Plano americano
Leila
Guerriero
Anagrama
Barcelona,
2018
563
páginas
A
diferencia de la novela, en la obra periodística es mejor no haber llegado a
conclusiones. La obra está en marcha, no es un coto vedado, no supone que el
ego del autor, a través del narrador sea omnisciente o sea del calado del
personaje que nos habla en La caída,
de Camus, se vacíe. El ego nos importa bastante poco y eso quiere decir que no
hay final. O de haberlo es un final abierto. Incluso aunque termine con la
muerte, queda un legado a merced del lector. Un mundo que bascula entre la
epifanía y el abismo, dirá la propia Leila Guerriero (Junín, 1967) sobre una de
las personas con las que se encuentra. Un mundo “donde se puede ir a la cancha
y escribir poemas y cenar felices y, después, querer morir a mediodía”. Casi certifica,
como norma o como espíritu del género literario que practica en este Plano americano: el perfil. Y si decimos
que casi lo certifica es porque tras la diatriba, ese capítulo se cierra con
una confesión de que no es posible, ni deseable, encontrar respuestas a las
preguntas. De hecho, ni siquiera queda claro que se haya hecho otras preguntas
que no sean las existenciales: quiénes somos, de dónde venimos y adónde vamos.

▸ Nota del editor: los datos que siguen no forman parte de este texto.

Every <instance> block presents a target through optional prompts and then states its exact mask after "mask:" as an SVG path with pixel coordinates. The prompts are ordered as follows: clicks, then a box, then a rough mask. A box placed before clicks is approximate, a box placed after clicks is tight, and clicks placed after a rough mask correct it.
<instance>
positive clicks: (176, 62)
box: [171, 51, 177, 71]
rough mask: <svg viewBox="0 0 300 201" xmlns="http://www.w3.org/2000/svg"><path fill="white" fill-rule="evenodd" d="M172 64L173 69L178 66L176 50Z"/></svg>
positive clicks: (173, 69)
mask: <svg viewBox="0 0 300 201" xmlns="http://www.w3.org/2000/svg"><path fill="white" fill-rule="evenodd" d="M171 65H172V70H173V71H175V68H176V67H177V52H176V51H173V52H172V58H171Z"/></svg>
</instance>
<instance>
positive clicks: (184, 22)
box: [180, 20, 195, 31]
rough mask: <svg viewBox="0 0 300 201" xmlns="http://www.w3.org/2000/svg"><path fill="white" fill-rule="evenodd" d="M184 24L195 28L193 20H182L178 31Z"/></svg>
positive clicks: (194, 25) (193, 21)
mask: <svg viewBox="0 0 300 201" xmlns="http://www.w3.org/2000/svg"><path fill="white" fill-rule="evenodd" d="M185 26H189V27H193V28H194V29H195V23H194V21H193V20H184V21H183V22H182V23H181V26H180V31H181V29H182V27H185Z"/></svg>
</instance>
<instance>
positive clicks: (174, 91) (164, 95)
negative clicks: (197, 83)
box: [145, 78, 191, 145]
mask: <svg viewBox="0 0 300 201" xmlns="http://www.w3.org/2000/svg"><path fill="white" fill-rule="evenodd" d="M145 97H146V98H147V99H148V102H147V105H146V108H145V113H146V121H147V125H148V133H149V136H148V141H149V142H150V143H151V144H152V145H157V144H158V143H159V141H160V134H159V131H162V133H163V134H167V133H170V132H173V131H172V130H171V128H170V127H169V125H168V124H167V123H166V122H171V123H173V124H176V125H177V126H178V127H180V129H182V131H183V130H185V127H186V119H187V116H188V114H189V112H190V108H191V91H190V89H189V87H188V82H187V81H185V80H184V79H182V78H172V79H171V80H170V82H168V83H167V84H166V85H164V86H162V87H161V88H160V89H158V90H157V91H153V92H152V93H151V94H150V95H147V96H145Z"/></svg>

De ahí ese broche: “Eso, a grandes rasgos”. Pero los grandes rasgos son, en
manos de Leila Guerriero, los detalles.
No
ha llegado a conclusiones, ni lo pretende. A lo que más se arrima es a la
realidad. El perfil está fragmentado. Las crónicas periodísticas suelen venir
en un envase casi cerrado, en una narración redonda. Pero si el periodismo es
un género literario que refleja la vida, el fragmento es la fórmula que mejor
la compone, o que mejor la descompone. Es el fragmento lo que le permite
acercarnos a las personas a grandes rasgos. Cada fragmento es un detalle: una
respuesta al teléfono, un cuadro solitario en la pared, las horas y el paso de
las horas. Sobre todo, el paso de las horas. Las obras de Leila Guerriero
contienen la maldición del tiempo, esa materia de la que estamos hechos: la
gente nace, se acostumbra a vivir y muere. Hay una pieza inédita, larga, sobre
Roberto Arlt, en la que leemos, tan bien como en las cuidadísimas crónicas
preparadas para ser leídas, cómo la obra está haciéndose. Si Leila Guerriero
tuviera que volver a recorrer los mismos caminos, a leer las mismas lecturas
para volver a escribir el perfil del enigmático escritor argentino, cada frase
sería distinta. Guerriero tiene una facilidad asombrosa para escribir. Todo
fluye, la tensión surge con una naturalidad atractiva y las metáforas son tan
genuinas como sorprendentes, es decir, solo cabe que sean esas. No hay mejor
descripción, pero seguro que no le cuesta deshacerse de sus hallazgos
literarios, entendiendo la literatura por la distancia corta, en función de los
cambios que impone la obra en marcha. La confianza con la que aparentemente
escribe, fruto de muchas lecturas y mucha observación, de la curiosidad y el
hígado, volverá a nacer con los cambios.
Guerriero
es, tal vez, la mejor periodista de América Latina, al menos la mejor a la hora
de hallar la otra historia. En lugar de retratar a Onetti, retrata a su mujer y
a su amante, gracias a quienes pudo vivir sin levantarse de la cama o
despojarse de su vehemencia a través de los celos. No es corresponsal de
guerra, si la guerra es solo el conflicto armado. Porque como sufrientes de guerra
trata a los seres sorprendidos en crisis económicas, por ejemplo. Lo cotidiano
es una batalla dentro de la cual es capaz de trazar un arco de belleza, que nos
deja con la boca abierta, antes de seguir narrando la lucha por vivir, por el
oficio de vivir, que diría Pavese, ese mito que se cae en una de sus crónicas. Pues
los mitos son también retratados como seres humanos. En ese sentido, se podría
hablar hasta del teatro griego, para remontarnos en las influencias de esta
escritora. De esta enorme escritora.